El primer paso es aceptarlo

Llegué a la reunión y ya todos estaban sentados en círculo. El humo de los cigarrillos encendidos formaba una tenue niebla sobre la única lámpara que iluminaba el salón. Fui el último en llegar. Había un molesto murmullo en el aire y eso me hizo sentir mucho más incómodo de lo que ya estaba. La mía era la única silla abierta que faltaba ser ocupada para completar el círculo. Después de hacer una breve introducción, el coordinador del grupo que seguramente era psicólogo, me invitó a presentarme, a sincerarme conmigo mismo, y a sincerarme con el grupo. Dijo que «aceptar el problema es el paso más importante para superarlo». El silencio se hizo algo molesto y todos me miraban morder mi labio inferior hasta que por fin tomé coraje. —Hola, mi nombre es Pac-Man y soy adicto a las anfetaminas —confesé con un hilo de voz, mirando hacia el piso.
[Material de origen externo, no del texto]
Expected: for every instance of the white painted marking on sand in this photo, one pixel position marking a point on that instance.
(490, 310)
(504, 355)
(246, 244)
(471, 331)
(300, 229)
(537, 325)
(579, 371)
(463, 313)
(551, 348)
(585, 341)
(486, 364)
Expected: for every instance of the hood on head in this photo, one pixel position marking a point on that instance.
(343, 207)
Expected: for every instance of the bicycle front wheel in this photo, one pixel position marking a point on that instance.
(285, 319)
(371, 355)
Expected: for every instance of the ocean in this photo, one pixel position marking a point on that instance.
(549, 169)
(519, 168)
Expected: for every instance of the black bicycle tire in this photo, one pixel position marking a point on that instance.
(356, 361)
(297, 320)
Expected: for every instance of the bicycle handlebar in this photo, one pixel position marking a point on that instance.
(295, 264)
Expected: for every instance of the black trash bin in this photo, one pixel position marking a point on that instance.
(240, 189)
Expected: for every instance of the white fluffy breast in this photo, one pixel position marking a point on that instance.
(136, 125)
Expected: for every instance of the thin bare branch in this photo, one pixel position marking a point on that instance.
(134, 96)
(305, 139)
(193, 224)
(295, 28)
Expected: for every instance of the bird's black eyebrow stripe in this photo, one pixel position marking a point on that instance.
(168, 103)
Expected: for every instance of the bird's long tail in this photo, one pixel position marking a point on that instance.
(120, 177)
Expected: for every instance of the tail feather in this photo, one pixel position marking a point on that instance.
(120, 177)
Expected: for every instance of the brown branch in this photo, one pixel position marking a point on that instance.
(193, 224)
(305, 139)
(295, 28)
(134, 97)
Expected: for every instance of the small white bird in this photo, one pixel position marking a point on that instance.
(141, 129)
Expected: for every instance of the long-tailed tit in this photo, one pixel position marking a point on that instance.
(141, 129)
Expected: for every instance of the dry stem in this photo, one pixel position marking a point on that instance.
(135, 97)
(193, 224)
Cuando el cuerpo reacciona

Fue la memoria muscular, calculo, lo que me hizo llegar hasta su casa. Caminaba perdido en mis pensamientos cuando de repente vuelvo a la realidad y me encuentro golpeando su puerta como en los viejos tiempos. Nos habíamos peleado hacía varios meses y por lo visto todavía no había logrado olvidarla, ni a ella ni a la rutina. Mientras andábamos de novio yo salía todos los días del trabajo, pasaba por su casa, almorzábamos y luego volvía a la oficina. Nos peleamos por cansancio, o porque soy un despistado, ciertamente no lo recuerdo. Lo cierto es que abrió la puerta y se sorprendió con mi presencia tanto como yo lo estaba.
—¿Qué hacés acá?
—No tengo idea.
—¿A qué viniste? —insistió.
—La verdad no sé. Creo que mi cuerpo te extraña —especulé. A ella le pareció una mala excusa y cerró la puerta. Mis piernas regresaron solas a la oficina.

El loco Buenavista

Las actitudes del loco siempre fueron arriesgadas e impredecibles. Eso era lo más característico del loco Buenavista, como se lo conocía en el pueblo por hacer cosas que escapaban a la creatividad y osadía del resto. El sobrenombre siempre le antecedió al apellido y como ya habrán notado, suplantó al nombre, el cual nadie conoció a ciencia cierta puesto que sus padres también habían tomado la no tan cariñosa costumbre de usar el apodo. Claro está que el loco Buenavista era un «loco lindo», como suele decirse. Un loco sin ningún tipo de problema mental y con los tornillos bien puestos. Siempre atento sobre lo que hacía y los peligros que corría, y siempre considerado y preocupado por si sus locuras podían llegar a perjudicar a alguien. Tristemente, el hecho de que hable en pasado sobre el loco Buenavista, nos da una pista de hacia dónde lo llevaron sus locuras.